Whenever I see proclamations about an organisation being “award winning”, I wince. I wonder whether day to day customer service or product quality really is like – and whether it lives up to the award submission. I’m not really trusting that the judgment process marries up with real life experience. I’m sure we’ve all seen some where we know there’s a bloomin’ enormous reality gap. Every time an organisation over claims how good it is, another piece of trust with the customer dies.
My cynicism about the judging process comes from direct experience – on both sides of the fence. Over the years I’ve written award submissions that only select the best aspects of the project, and was silent about anything that wasn’t great. You don’t win (conventional awards) by saying what’s not worked. And I’ve seen busy lauded industry-experts toss their judging packs to their PA to do because they haven’t the time (I’ll not be drawn on who though).
One day, when I’ve time on my hands, I fancy doing a little data mashup of published KPI stats and number of awards won, and see if there’s any correlation or not. My hypothesis, is that the propensity to win awards is more strongly correlated with the Comms team’s efforts (or the spend with professional submission writers), than it is quality of service.
Awards are lead generation for the events industry. Does anyone ever *not* get shortlisted? Of course not, the organisers have got to sell those tables at the swanky ceremony. It’s all about sales. Tell me, has anyone ever won despite not attending the ceremony??
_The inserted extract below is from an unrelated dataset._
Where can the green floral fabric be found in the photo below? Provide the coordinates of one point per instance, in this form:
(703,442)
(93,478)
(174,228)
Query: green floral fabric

The counter-argument comes back that it’s good to recognise the achievements of staff who work hard on projects. Please don’t get me wrong – I’m a big fan of celebrating successes. I’m just not convinced that gala-dinners, perspex plaques and paid-for “congratulations” advertising pages in the trade-press are really the thing. It’s just a bit, well, hollow. And as for the ‘digital litter’ that is an array of logos on the bottom of the website… I reserve a special level of grump when they turn up on email footers. Last year I stumbled upon an email footer with no less than NINE award logos. Really? Thou protesteth too much.
The awards that I’m interested in, don’t come with any of those trappings. I’d be really interested in awards decided by crowdsourced feedback from customers – the people who really experience our services. Or feedback from staff – real people delivering the service day to day. Show me your customer testimonials on Google and I might be a bit more impressed. Someday soon, someone will do a “trip advisor” for housing… That’s the kind of award I’d be more interested in winning.
Or on a different tack, how about some “real learning” awards. Awards for sharing the best mistakes, lessons learned and shared. I’m sure we learn as much from from ‘Worst Practice’ as ‘Best Practice’. The #MyWorstPractice Confessional at last year’s #HouseParty indicated there’s masses we can learn from stuff that goes wrong. So instead of burying it, let’s own it, share it and save others falling down the same bear traps. Maybe I’ll get round to building the confessionals website for this year’s session!